Methods Inf Med 2009; 48(04): 381-390
DOI: 10.3414/ME0574
Original Articles
Schattauer GmbH

Clinical Decision Support System for Point of Care Use

Ontology-driven Design and Software Implementation
K. Farion
1   Departments of Pediatrics and Emergency Medicine, University of Ottawa, Children’s Hospital of Eastern Ontario, Ottawa, Canada
,
W. Michalowski
2   MET Research Group, Telfer School of Management, University of Ottawa, Ottawa, Canada
,
S. Wilk
2   MET Research Group, Telfer School of Management, University of Ottawa, Ottawa, Canada
,
D. O’Sullivan
2   MET Research Group, Telfer School of Management, University of Ottawa, Ottawa, Canada
,
S. Rubin
3   Department of Surgery, University of Ottawa, Children’s Hospital of Eastern Ontario, Ottawa, Canada
,
D. Weiss
4   Institute of Computing Science, Poznan University of Technology, Poznan, Poland
› Author Affiliations
Further Information

Publication History

Received: 20 May 2008

accepted: 12 January 2009

Publication Date:
17 January 2018 (online)

Preview

Summary

Objectives: The objective of this research was to design a clinical decision support system (CDSS) that supports heterogeneous clinical decision problems and runs on multiple computing platforms. Meeting this objective required a novel design to create an extendable and easy to maintain clinical CDSS for point of care support. The proposed solution was evaluated in a proof of concept implementation.

Methods: Based on our earlier research with the design of a mobile CDSS for emergency triage we used ontology-driven design to represent essential components of a CDSS. Models of clinical decision problems were derived from the ontology and they were processed into executable applications during runtime. This allowed scaling applications’ functionality to the capabilities of computing platforms. A prototype of the system was implemented using the extended client-server architecture and Web services to distribute the functions of the system and to make it operational in limited connectivity conditions.

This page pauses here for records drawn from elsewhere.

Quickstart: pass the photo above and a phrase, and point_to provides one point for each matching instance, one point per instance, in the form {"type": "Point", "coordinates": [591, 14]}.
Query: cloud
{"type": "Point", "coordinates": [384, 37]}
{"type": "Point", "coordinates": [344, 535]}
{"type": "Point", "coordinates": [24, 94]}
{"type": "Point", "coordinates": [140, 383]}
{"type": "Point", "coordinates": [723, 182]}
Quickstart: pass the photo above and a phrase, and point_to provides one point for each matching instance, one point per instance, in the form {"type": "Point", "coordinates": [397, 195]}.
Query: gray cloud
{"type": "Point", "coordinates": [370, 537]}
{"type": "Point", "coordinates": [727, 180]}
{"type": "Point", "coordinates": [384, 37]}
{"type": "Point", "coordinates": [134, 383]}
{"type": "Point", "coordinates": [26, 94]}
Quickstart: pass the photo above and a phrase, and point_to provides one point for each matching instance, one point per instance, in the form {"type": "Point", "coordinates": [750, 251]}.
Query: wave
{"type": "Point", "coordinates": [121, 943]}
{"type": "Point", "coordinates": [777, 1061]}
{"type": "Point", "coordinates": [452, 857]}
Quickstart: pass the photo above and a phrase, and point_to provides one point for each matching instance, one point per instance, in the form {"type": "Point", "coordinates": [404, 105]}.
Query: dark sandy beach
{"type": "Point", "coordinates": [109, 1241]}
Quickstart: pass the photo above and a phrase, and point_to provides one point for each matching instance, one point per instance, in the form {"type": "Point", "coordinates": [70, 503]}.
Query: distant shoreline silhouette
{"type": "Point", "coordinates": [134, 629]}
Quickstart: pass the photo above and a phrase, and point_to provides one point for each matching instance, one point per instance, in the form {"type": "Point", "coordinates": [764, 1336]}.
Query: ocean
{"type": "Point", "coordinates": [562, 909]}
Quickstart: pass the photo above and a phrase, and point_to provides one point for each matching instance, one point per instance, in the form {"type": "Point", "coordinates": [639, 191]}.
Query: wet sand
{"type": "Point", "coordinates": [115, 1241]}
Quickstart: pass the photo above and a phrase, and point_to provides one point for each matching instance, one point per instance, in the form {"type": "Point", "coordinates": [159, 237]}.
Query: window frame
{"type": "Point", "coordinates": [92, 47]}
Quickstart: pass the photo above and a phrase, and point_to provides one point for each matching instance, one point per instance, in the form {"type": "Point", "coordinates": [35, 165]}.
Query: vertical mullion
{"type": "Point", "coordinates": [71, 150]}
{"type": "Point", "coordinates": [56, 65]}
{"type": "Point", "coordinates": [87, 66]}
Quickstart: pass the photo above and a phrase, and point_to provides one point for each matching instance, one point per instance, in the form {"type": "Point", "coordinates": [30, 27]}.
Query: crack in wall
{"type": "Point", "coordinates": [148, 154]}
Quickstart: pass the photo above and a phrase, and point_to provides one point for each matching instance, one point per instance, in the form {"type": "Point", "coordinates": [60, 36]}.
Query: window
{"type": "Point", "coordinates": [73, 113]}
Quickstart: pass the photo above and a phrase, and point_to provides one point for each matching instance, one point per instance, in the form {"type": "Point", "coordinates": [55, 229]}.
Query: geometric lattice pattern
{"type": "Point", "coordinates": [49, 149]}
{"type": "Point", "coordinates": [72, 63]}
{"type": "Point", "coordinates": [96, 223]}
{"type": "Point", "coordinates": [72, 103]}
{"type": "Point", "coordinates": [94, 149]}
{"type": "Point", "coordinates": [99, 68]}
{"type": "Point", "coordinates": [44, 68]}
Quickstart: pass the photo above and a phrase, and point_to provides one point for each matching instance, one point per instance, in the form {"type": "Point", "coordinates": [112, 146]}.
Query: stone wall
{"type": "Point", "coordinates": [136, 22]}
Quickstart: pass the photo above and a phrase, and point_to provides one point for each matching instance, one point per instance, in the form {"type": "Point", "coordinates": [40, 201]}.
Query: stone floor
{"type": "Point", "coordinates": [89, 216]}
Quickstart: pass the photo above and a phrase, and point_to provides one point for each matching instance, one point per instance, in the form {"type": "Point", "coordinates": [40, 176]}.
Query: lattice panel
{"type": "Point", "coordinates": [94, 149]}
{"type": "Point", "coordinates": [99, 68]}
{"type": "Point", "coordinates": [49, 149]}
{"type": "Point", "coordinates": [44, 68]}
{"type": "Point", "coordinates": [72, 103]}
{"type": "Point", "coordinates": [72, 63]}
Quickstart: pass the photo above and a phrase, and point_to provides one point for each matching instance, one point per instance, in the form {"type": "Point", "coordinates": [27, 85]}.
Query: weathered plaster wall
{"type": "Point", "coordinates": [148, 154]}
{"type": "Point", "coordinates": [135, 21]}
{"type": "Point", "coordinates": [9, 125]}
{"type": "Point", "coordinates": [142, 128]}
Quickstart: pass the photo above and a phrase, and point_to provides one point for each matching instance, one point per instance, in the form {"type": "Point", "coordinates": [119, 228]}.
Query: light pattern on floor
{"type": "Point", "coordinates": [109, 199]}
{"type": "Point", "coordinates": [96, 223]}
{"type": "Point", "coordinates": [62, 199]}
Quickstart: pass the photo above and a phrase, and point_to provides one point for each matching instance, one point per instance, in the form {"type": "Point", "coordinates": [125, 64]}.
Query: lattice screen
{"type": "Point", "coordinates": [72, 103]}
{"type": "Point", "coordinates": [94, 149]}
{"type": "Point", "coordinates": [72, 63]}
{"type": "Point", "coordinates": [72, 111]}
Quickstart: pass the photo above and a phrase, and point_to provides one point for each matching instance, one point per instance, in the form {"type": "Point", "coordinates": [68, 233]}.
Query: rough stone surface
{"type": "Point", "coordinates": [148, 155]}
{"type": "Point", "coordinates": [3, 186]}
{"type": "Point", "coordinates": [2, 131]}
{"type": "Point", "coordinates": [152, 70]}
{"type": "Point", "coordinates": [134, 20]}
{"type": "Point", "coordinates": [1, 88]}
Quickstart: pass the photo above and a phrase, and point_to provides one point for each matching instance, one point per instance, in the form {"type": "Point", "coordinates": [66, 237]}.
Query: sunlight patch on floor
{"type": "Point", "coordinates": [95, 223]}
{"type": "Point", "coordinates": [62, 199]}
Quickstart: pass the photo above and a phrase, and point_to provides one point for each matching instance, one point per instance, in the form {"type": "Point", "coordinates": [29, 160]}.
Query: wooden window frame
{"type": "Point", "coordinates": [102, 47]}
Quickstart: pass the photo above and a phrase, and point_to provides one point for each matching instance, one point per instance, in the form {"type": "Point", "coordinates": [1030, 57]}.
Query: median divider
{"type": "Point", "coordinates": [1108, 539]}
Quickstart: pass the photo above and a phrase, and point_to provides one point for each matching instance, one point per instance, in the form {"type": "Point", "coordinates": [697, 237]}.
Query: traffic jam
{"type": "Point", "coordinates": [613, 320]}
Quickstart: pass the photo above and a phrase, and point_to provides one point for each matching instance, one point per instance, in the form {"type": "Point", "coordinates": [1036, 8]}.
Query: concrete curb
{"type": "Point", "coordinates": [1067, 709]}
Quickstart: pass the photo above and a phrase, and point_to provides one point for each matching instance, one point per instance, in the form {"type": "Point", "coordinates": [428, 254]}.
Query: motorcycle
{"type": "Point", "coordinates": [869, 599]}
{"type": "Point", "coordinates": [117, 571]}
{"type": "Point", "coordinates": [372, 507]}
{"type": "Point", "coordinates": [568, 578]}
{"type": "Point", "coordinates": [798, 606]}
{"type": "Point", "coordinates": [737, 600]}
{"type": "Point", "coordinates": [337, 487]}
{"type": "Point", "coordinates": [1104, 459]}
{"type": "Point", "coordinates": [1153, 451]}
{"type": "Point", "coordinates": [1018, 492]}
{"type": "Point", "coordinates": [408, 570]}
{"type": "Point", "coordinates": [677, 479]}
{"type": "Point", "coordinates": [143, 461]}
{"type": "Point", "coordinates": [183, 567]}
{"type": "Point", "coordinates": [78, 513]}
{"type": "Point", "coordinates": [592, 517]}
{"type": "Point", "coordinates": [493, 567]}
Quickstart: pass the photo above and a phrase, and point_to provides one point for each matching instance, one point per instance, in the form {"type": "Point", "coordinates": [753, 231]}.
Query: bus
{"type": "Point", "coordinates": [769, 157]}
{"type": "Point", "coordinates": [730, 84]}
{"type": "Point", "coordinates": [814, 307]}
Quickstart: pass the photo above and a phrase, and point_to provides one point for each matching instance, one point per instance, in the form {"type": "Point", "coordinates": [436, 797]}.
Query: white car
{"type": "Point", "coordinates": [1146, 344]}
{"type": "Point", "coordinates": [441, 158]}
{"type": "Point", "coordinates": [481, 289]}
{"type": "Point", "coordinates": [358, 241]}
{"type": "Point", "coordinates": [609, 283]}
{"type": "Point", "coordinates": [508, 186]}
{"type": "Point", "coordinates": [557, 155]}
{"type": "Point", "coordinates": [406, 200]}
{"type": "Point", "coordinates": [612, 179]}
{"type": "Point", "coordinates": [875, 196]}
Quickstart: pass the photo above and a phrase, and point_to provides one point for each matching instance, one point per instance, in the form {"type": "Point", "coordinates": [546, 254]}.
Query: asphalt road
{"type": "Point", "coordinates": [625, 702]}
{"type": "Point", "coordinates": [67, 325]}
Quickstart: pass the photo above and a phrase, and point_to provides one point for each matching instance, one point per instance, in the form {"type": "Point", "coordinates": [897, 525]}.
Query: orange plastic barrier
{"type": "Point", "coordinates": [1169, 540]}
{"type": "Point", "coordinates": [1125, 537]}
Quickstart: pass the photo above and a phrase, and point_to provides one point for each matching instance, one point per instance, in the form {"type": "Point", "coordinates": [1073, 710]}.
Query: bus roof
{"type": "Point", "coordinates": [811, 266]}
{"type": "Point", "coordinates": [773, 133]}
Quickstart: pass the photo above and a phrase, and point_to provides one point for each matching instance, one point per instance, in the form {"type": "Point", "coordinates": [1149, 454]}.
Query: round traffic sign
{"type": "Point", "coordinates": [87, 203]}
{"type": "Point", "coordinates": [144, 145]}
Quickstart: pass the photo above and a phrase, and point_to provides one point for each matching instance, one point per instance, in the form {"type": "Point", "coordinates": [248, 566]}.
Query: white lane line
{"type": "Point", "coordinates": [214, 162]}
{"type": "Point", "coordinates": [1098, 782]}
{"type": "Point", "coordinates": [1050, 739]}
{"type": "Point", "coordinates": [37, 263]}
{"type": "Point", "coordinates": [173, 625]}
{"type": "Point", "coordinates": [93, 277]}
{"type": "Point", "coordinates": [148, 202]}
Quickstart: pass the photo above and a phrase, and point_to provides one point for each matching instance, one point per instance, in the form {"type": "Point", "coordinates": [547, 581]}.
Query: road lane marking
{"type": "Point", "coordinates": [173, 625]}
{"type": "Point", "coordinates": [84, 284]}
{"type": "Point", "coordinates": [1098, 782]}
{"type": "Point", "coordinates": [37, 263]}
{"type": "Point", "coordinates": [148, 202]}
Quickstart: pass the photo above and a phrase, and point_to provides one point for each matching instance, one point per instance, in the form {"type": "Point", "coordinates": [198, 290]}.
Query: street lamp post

Results: The proposed design provided a common framework that facilitated development of diversified clinical applications running seamlessly on a variety of computing platforms. It was prototyped for two clinical decision problems and settings (triage of acute pain in the emergency department and postoperative management of radical pros-tatectomy on the hospital ward) and implemented on two computing platforms – desktop and handheld computers.

Conclusions: The requirement of the CDSS heterogeneity was satisfied with ontology-driven design. Processing of application models described with the help of ontological models allowed having a complex system running on multiple computing platforms with different capabilities. Finally, separation of models and runtime components contributed to improved extensibility and maintainability of the system.